After the trial court and the jury had heard all the testimony about how the confession was obtained, the jury were told by instruction F, on motion of the Commonwealth, that they should consider the whole of defendant’s admissions, as well those in her favor as those against her, unless the circumstances attending them discredited them, in whole or in part, and that they might believe or disbelieve her statements, in whole or in part, as reason decided.

The sheriff, who contradicted specifically the defendant’s claim of unfair advantage, had held his office for 21 years. If he and the Commonwealth’s attorney were the type of men who would set about to convict the defendant by unfair means and false testimony, the people of the county would have found it out before this and the jury would have known it. We should not, in my opinion, find them guilty of that conduct with nothing more than the testimony of this defendant to base it on.

Only the defendant knew how the shooting occurred. The other witness is dead. The defendant’s first statement about it was that, without rhyme or reason, the deceased suddenly choked her into insensibility and she did not know what happened after that. I do not think the Commonwealth’s attorney, especially in view of the admitted relations between these parties, is subject to criticism for not accepting her version as true. He would have been remiss in his duty if he had not tried to ascertain the truth. It was his duty, of course, to go about his search honestly and fairly and with proper regard for the defendant’s rights. The sheriff testified that he did so, and the court and the jury believed him.

I think his conduct of the trial, however, was fairly subject to criticism. There was a direct conflict between the sheriff and the defendant as to what happened. The Commonwealth’s attorney was present on all the occasions the sheriff testified about. He became a material witness to those transactions. When that situation developed, he should have retired from the case and another should have been appointed to prosecute. Instead, by his method of questioning, he was able to impress upon the jury that he vouched for all the sheriff said, and by the same means he contradicted the defendant in his cross-examination of her. This he accomplished without being sworn as a witness and without submitting himself to cross-examination. That procedure was unfair to the defendant.

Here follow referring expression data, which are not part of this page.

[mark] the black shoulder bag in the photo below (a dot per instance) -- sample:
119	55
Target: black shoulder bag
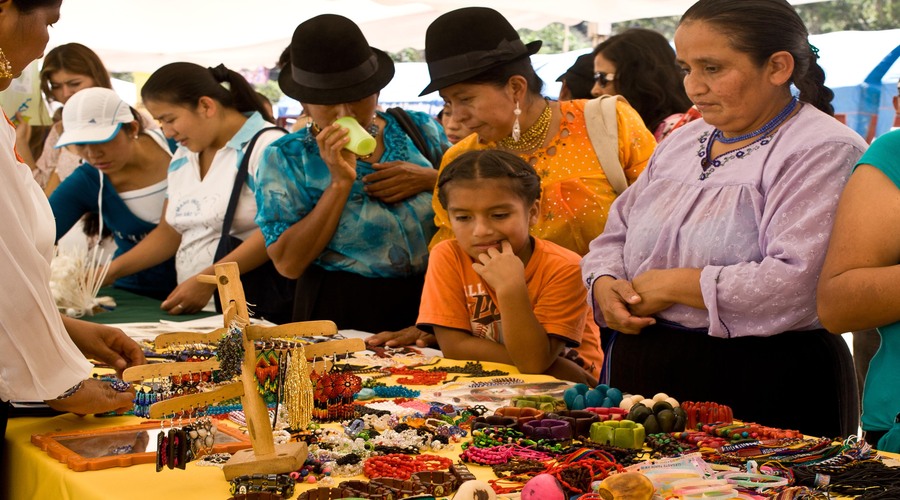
415	134
270	293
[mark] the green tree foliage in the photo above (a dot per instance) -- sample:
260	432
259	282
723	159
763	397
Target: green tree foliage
819	17
557	38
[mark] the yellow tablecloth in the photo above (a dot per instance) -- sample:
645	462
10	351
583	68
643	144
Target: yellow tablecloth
30	473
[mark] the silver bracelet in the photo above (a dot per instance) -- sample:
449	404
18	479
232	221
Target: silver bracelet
70	391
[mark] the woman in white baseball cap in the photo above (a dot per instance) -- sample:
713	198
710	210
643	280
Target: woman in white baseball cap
123	178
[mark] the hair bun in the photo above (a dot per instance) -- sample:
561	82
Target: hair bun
220	73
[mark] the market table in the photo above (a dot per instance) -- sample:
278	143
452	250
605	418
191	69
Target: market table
132	308
30	473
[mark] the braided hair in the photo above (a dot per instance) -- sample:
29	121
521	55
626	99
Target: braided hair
760	28
492	164
184	83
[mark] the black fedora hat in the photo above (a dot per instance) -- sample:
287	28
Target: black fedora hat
332	63
466	42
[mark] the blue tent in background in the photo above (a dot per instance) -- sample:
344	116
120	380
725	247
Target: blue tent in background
861	67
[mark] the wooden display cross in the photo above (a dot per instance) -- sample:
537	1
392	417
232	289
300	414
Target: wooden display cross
265	457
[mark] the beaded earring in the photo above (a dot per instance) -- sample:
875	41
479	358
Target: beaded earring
298	390
5	66
517	128
372	129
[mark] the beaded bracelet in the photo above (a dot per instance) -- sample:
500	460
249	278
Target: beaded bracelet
522	415
272	483
461	472
755	481
257	495
436	483
70	391
548	428
580	420
401	488
366	489
494	421
393	465
324	493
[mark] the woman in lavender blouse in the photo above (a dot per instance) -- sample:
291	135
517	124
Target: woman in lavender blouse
705	275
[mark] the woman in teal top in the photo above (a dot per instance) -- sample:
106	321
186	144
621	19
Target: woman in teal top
859	287
125	162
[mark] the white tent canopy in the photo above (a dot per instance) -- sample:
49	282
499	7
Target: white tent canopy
141	35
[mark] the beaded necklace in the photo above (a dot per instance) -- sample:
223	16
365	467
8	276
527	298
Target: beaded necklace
531	138
768	127
762	134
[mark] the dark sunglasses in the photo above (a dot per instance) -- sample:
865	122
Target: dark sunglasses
604	78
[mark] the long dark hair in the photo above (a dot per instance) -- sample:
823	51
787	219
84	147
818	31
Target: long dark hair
760	28
26	6
184	83
646	74
492	164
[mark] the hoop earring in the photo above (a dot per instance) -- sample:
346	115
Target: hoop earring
517	128
5	66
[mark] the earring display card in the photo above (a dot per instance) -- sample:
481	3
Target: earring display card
99	449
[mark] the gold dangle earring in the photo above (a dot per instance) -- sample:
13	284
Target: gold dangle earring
5	66
517	128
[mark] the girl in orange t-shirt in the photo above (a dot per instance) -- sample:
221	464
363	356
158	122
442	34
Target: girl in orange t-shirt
495	293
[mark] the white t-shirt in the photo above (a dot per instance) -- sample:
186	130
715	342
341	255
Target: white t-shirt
39	361
146	203
197	206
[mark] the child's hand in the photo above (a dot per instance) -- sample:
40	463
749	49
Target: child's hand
501	268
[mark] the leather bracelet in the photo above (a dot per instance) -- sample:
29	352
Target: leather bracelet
257	495
548	428
437	483
522	415
366	489
70	391
401	488
325	493
580	420
461	473
494	421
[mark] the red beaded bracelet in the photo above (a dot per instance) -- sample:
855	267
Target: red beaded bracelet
432	463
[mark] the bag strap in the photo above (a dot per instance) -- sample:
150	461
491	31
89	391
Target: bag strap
603	130
239	180
415	134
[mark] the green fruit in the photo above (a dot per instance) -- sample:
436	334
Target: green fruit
660	406
666	419
680	423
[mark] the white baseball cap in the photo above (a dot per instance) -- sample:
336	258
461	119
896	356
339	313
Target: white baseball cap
93	116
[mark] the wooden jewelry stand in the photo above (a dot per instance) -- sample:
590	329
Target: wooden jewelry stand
265	457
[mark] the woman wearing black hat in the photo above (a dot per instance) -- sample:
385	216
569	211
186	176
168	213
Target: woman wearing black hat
355	229
483	72
487	78
639	64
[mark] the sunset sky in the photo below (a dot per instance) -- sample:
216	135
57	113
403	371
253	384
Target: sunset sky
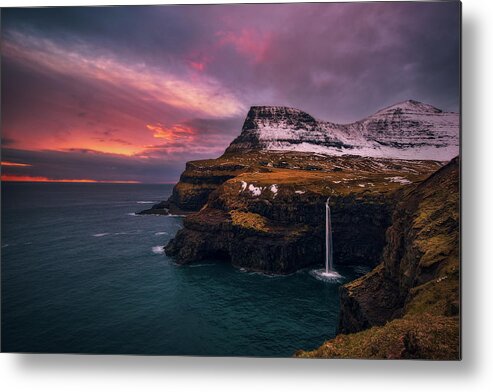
129	94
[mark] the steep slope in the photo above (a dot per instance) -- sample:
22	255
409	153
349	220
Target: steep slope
407	130
410	302
269	217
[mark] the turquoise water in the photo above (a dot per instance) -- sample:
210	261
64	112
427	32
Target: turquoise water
82	274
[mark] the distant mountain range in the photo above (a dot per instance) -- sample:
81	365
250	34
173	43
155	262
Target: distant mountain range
406	130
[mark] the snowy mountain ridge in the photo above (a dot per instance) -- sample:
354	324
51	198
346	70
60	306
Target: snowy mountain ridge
406	130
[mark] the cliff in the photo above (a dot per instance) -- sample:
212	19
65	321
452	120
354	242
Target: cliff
408	306
406	130
268	213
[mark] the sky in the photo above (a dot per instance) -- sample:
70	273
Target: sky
130	94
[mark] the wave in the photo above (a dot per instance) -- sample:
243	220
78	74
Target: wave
159	249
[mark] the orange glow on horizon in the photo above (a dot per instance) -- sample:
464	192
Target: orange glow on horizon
6	163
14	178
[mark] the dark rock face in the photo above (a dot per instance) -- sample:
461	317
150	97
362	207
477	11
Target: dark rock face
421	251
272	219
199	180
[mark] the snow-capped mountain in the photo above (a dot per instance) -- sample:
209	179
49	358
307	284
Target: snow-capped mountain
406	130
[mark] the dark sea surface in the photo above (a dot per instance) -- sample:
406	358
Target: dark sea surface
82	274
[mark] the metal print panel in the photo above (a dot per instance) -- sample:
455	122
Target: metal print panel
266	180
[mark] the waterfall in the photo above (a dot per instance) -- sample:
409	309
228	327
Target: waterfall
328	238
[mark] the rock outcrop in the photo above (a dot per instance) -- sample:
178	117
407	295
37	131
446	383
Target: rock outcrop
412	298
270	216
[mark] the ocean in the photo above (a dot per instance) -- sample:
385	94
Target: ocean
81	273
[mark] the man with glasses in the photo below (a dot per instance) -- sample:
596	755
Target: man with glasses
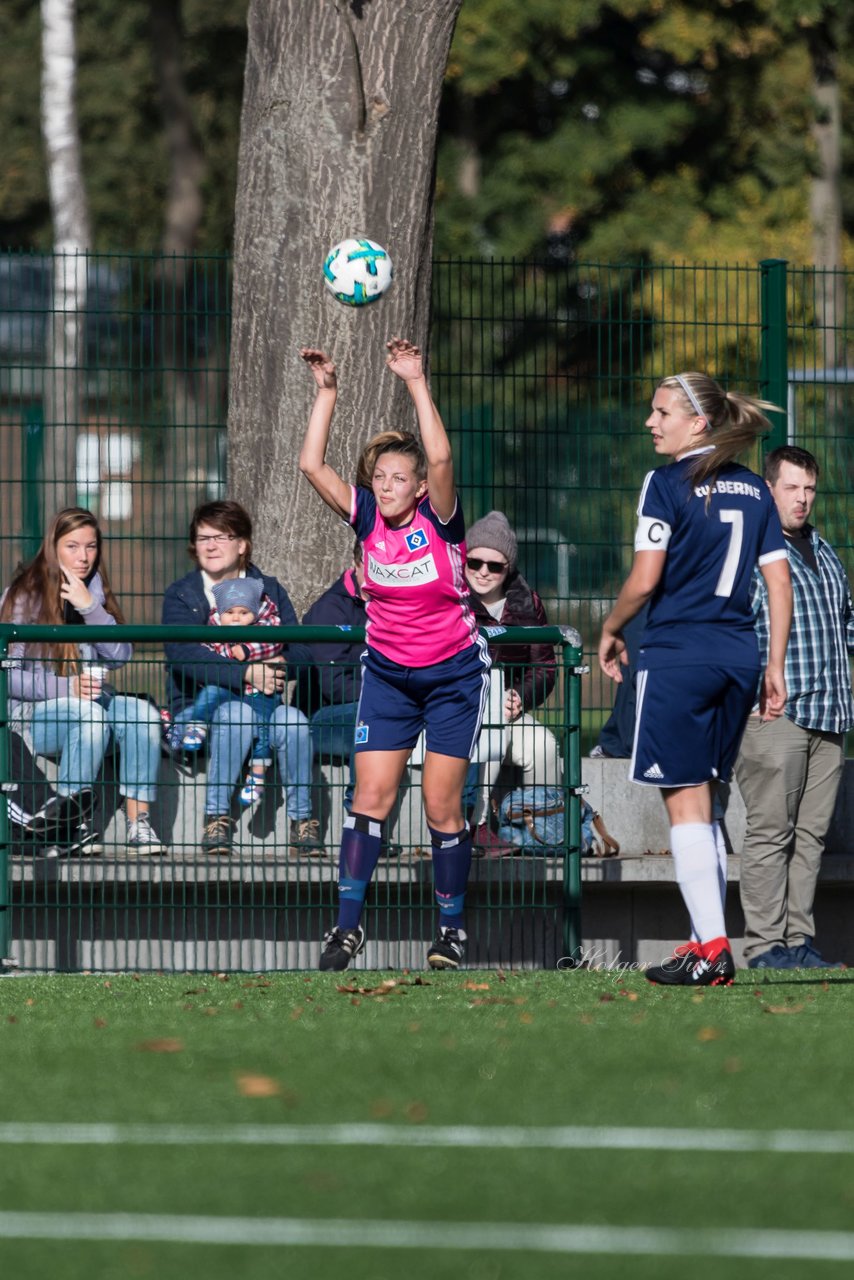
789	768
220	542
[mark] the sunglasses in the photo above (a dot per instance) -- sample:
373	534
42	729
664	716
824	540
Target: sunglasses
493	566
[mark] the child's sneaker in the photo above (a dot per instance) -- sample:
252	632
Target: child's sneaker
193	737
252	789
339	946
448	949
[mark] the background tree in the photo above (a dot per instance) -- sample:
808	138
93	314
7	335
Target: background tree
338	138
63	394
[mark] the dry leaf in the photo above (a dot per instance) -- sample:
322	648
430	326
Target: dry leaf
168	1045
257	1086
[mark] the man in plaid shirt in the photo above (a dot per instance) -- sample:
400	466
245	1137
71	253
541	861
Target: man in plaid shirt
789	769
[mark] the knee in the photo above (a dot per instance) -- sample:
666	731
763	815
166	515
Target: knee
233	714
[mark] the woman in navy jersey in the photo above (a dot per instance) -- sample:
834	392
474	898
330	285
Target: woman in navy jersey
425	666
703	524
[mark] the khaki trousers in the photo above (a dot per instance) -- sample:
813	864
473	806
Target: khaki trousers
788	777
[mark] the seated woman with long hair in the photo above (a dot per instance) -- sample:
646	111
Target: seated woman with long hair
55	689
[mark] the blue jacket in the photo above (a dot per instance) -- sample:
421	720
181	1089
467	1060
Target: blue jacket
190	666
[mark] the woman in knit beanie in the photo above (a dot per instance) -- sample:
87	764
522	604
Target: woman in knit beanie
499	594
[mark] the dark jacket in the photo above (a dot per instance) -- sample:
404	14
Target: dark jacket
190	666
337	668
529	668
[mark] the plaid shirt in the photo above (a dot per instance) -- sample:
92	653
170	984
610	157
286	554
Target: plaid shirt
254	650
818	679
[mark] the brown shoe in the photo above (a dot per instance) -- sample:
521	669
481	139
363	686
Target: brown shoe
305	837
218	835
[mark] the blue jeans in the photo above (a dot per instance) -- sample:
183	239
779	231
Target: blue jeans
233	728
80	731
332	731
210	698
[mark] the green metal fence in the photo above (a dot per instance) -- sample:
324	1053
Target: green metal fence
99	905
543	373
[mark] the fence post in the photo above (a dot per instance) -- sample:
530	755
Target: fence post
5	896
572	671
775	346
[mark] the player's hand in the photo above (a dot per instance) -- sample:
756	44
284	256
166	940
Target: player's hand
323	369
613	654
405	360
86	686
512	705
772	696
76	592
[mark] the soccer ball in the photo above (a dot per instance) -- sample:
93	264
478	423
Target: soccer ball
357	272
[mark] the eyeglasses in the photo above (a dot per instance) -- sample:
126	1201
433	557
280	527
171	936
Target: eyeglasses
493	566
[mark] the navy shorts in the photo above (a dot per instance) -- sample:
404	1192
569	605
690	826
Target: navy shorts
689	723
447	700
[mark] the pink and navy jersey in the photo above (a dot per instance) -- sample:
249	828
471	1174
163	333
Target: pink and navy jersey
415	588
700	611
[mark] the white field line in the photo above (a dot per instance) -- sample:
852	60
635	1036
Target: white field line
512	1137
484	1237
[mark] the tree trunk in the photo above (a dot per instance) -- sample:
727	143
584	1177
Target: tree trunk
64	393
337	138
826	196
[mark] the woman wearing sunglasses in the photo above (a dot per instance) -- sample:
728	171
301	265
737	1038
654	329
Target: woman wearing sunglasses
220	542
499	594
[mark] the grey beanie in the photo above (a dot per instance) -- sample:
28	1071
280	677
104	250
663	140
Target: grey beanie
238	592
493	530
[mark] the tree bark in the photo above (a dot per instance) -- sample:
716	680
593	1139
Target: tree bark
337	138
64	393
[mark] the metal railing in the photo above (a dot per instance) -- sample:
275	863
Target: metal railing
266	905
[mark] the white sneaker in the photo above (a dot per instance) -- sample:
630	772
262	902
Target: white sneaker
142	840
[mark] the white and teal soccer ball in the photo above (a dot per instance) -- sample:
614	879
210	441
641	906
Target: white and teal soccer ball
357	272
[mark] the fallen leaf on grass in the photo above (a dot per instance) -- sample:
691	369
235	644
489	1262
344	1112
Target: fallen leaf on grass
386	988
259	1086
168	1045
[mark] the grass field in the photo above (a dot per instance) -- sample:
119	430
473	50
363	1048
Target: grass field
484	1125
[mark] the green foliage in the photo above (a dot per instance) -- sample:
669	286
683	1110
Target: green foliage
124	159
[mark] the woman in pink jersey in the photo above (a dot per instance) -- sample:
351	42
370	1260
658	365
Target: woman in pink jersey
425	666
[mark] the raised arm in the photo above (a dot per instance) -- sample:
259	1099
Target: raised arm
405	361
313	458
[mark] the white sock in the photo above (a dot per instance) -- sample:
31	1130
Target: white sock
720	844
695	859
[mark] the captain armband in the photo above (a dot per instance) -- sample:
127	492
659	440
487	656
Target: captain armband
652	534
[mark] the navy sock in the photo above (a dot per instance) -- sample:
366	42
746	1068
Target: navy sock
451	865
360	845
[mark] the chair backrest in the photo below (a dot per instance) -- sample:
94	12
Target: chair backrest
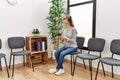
115	46
96	44
16	42
0	43
80	42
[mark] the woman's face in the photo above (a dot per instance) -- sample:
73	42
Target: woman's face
65	20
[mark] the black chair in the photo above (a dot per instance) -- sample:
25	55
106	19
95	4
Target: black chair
2	55
115	49
17	43
95	45
80	42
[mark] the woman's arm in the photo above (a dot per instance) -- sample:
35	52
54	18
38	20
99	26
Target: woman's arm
73	37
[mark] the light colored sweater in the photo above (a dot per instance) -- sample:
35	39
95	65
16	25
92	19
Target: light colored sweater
72	34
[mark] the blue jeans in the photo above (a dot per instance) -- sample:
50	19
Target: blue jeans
61	53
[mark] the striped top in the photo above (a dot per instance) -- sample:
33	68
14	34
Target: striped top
72	34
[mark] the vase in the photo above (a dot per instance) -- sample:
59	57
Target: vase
36	34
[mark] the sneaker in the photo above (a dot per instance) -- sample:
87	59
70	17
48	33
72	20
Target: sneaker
59	72
53	70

Its unfairness was emphasized and added to by the ruling of the court during the argument. Defendant’s counsel began to comment on the failure of the Commonwealth’s attorney to testify and to argue that his failure created a presumption that his evidence would be against the Commonwealth’s contentions. On objection by the Commonwealth’s attorney, the court would not allow the argument and defendant excepted. I think that ruling of the court was prejudicial error, and for it the case should be reversed and remanded for a new trial.

I am authorized to state that Chief Justice Hudgins and Justice Spratley fully concur in the views expressed herein.